How Sokra gives feedback to your students

Verified June 2026For teachers · 3 min read

How Sokra gives feedback to your students

Sokra gives feedback, not marks. Your assistant looks at what a student wrote against the criteria you set, then tells the student what is working and what to try next. It never reduces a student's work to a number or a single label. You stay the one who decides what good work is, and the assistant applies your standard consistently for every student.

This article explains where feedback comes from, how to shape it, and how to read it for one student or for a whole class.

Before you start

You need an assistant to attach feedback to. If you have not built one yet, start with creating your first assistant, then come back here to shape its feedback. It also helps to have a sense of what "good work" looks like for the task, for example "uses evidence to support an argument".
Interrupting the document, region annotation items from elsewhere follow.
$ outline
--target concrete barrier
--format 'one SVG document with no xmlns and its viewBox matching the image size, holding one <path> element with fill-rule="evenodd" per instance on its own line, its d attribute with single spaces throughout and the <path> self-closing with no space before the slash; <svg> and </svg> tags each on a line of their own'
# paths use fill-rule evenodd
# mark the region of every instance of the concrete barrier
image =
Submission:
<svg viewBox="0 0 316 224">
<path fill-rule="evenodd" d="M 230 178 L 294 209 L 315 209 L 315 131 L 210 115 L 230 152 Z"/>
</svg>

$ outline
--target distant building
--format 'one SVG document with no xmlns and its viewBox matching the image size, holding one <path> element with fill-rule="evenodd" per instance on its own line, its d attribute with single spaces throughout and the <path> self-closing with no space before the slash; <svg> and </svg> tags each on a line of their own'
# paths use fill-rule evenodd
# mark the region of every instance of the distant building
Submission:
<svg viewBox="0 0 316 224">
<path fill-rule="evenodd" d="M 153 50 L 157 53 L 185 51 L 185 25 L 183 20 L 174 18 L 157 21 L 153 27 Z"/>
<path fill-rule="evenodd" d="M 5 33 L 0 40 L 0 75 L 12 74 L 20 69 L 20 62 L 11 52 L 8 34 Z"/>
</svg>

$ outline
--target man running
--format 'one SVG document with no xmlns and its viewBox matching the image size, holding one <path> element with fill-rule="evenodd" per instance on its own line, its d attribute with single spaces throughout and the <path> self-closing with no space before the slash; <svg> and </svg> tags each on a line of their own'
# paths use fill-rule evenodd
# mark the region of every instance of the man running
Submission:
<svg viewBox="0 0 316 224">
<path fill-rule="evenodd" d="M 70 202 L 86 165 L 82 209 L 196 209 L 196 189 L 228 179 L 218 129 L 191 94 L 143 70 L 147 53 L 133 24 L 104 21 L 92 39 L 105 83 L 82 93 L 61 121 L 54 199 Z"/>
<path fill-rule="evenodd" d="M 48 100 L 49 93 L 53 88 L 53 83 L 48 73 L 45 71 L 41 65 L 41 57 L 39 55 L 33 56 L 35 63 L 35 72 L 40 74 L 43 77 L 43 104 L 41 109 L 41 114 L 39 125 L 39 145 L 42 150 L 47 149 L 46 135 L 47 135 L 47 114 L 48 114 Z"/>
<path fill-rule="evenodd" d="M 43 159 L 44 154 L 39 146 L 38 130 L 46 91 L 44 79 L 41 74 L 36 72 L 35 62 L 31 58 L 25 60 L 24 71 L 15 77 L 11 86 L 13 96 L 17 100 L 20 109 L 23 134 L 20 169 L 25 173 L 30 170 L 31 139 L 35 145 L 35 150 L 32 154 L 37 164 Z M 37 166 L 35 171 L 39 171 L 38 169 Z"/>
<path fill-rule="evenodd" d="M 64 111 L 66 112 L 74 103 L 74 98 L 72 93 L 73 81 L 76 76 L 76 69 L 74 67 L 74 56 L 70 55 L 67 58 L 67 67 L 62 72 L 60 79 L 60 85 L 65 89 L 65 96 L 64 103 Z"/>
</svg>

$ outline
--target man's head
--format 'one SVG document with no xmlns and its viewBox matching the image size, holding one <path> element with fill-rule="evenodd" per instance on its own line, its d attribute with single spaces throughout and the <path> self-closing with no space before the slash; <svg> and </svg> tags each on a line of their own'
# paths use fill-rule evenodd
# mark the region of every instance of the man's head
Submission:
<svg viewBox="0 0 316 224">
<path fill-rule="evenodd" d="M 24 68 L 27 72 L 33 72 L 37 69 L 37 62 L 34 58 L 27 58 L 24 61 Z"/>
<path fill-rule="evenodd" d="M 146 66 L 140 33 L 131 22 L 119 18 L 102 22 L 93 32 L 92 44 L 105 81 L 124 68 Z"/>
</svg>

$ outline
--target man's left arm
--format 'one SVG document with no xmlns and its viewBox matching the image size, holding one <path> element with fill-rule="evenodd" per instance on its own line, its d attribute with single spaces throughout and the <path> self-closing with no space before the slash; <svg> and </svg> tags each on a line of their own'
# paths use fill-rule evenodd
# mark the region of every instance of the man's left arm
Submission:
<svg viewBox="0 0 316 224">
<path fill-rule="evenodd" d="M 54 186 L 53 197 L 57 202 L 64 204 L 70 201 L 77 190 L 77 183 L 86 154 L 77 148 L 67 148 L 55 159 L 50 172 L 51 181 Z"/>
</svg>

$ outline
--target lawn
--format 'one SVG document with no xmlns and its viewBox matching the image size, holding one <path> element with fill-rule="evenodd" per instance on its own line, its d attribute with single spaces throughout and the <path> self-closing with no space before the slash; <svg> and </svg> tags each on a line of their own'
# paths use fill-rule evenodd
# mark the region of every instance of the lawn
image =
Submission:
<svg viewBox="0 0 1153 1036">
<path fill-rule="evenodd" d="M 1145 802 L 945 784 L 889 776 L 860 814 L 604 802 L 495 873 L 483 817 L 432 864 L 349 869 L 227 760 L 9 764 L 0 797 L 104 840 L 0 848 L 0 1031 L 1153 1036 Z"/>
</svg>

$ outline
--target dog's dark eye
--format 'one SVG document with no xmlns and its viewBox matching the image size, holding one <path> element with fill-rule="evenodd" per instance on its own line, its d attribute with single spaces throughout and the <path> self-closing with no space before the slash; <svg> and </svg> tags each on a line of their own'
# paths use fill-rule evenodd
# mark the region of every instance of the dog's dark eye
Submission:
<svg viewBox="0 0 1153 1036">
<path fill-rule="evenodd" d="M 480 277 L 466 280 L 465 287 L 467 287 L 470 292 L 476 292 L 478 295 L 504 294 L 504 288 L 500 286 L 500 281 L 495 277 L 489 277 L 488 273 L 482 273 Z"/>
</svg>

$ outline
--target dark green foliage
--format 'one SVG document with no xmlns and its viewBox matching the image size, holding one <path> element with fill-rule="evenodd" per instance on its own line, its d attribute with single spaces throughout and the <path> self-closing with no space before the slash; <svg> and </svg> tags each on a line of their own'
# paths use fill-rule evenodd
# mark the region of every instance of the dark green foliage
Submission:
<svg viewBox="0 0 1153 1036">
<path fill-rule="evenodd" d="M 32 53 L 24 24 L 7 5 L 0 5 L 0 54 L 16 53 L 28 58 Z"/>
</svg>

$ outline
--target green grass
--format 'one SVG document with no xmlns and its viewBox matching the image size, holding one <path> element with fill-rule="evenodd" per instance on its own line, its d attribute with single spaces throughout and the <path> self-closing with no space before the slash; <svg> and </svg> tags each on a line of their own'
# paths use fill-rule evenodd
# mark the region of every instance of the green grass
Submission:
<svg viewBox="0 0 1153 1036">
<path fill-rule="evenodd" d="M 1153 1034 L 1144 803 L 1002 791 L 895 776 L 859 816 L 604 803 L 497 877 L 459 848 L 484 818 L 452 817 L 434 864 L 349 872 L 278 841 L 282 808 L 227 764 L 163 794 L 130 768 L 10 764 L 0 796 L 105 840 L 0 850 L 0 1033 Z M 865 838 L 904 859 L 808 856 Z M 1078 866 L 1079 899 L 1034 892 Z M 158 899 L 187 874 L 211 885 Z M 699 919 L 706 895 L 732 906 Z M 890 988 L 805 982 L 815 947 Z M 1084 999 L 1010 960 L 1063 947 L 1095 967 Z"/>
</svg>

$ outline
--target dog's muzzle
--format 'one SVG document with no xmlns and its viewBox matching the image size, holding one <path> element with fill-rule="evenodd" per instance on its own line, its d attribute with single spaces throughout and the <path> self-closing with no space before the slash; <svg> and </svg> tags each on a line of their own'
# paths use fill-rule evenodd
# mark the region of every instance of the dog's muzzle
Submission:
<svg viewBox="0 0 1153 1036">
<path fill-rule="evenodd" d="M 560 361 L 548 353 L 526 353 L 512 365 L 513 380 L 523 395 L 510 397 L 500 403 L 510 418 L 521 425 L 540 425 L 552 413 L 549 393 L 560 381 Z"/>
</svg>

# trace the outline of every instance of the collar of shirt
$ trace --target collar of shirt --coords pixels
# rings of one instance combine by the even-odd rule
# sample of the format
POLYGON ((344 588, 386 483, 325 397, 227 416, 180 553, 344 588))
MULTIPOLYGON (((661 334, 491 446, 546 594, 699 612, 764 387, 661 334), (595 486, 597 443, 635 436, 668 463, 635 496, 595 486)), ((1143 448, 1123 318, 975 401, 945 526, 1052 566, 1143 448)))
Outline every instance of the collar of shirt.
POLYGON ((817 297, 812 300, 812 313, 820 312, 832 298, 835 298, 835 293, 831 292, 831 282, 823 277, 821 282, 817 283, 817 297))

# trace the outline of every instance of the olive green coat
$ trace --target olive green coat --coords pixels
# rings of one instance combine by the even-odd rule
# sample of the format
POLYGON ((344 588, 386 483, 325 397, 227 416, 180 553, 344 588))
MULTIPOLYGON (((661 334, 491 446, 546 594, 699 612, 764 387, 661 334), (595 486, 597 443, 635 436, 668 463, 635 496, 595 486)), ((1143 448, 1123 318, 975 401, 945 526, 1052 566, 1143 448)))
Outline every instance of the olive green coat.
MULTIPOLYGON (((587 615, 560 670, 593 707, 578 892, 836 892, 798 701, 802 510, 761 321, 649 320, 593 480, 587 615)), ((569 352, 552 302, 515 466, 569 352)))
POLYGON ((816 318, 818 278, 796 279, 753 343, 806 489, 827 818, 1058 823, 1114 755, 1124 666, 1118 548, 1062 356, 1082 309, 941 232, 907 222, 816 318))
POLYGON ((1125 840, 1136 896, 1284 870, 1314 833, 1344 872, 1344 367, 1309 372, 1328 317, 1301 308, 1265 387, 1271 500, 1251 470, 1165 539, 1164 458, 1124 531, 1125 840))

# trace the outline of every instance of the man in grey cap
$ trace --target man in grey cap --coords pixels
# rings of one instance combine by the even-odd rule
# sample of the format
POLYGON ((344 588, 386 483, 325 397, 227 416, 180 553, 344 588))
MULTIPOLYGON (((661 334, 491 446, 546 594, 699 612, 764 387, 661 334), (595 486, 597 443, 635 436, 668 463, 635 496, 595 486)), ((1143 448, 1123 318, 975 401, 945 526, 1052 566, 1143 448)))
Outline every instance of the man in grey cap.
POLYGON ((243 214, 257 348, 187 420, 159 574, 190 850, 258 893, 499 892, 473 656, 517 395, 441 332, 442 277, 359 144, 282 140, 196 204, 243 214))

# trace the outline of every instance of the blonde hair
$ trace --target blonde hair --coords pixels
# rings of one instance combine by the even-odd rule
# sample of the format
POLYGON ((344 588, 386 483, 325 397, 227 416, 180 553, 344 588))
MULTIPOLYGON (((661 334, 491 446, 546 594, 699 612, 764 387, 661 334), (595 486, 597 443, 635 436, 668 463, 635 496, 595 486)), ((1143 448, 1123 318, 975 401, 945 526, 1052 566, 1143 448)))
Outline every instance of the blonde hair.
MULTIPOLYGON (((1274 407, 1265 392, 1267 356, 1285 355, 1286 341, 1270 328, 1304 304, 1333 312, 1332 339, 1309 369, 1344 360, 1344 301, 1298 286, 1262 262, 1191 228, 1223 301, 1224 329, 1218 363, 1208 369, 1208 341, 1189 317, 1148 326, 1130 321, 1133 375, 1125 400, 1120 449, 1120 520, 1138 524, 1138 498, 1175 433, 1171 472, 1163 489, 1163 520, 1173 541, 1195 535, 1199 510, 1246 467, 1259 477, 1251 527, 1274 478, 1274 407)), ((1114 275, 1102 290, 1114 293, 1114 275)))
Build your feedback criteria

Criteria are the heart of feedback in Sokra. They turn your judgement into something the assistant can apply the same way every time, so feedback stays fair and consistent across a class.

1. Open the Feedback tab

In the assistant editor, open the Feedback tab. This is where you set the criteria your assistant uses to give students feedback. If it is empty, that is your starting point: define what good work looks like.

2. Add a criterion

Click Add Criterion and describe one thing you care about, for example "Uses evidence to support their argument". Add a criterion for each quality that matters for the task. A handful of clear criteria works better than a long list.

3. Describe the levels

For each criterion you can set a Level, such as "Excellent", "Proficient", or "Developing", and a Description of what that level looks like. This is how you teach the assistant the difference between strong and developing work, in your words. The assistant uses these descriptions to give feedback, not to score or rank a student.

4. See the feedback a student receives

When a student finishes a session and submits it, the assistant generates feedback against your criteria. The student sees their Strengths, Opportunities of growth, and a Justification of Assessment that points back to what you defined. You can also add Your Feedback in your own words on top of what the assistant generated.

5. Read Class Feedback for the whole class

Once students have submitted sessions, open Class Feedback to see how the class is doing overall, where learners are strong, and where the same gap keeps coming up. From there you can generate a follow-up activity aimed at exactly that gap.

Data & safety

Feedback is based on the student's session and the criteria you wrote, and it stays inside your workspace. AI-generated summaries can be imperfect, so review feedback the way you would review your own notes before acting on it, and use Your Feedback to correct or add to anything the assistant got wrong. You remain responsible for what a student is told.

Tips

  • Write criteria the way you would explain the task to a student. Plain, specific language gives the best feedback.
  • Start with two or three criteria and refine them after you see real feedback.
  • Use Class Feedback before planning your next lesson. The recurring gaps are usually the best place to focus.

Troubleshooting

The feedback feels generic. Add more specific criteria and clearer level descriptions in the Feedback tab. The more precisely you describe good work, the more useful the feedback.

Class Feedback says there is nothing to show. Students need to submit at least one session before class feedback can be generated. Check that your class has submitted sessions, not just open ones.

A student disagrees with their feedback. Open the session, review it against your criteria, and use Your Feedback to add your own response. The assistant supports your judgement, it does not replace it.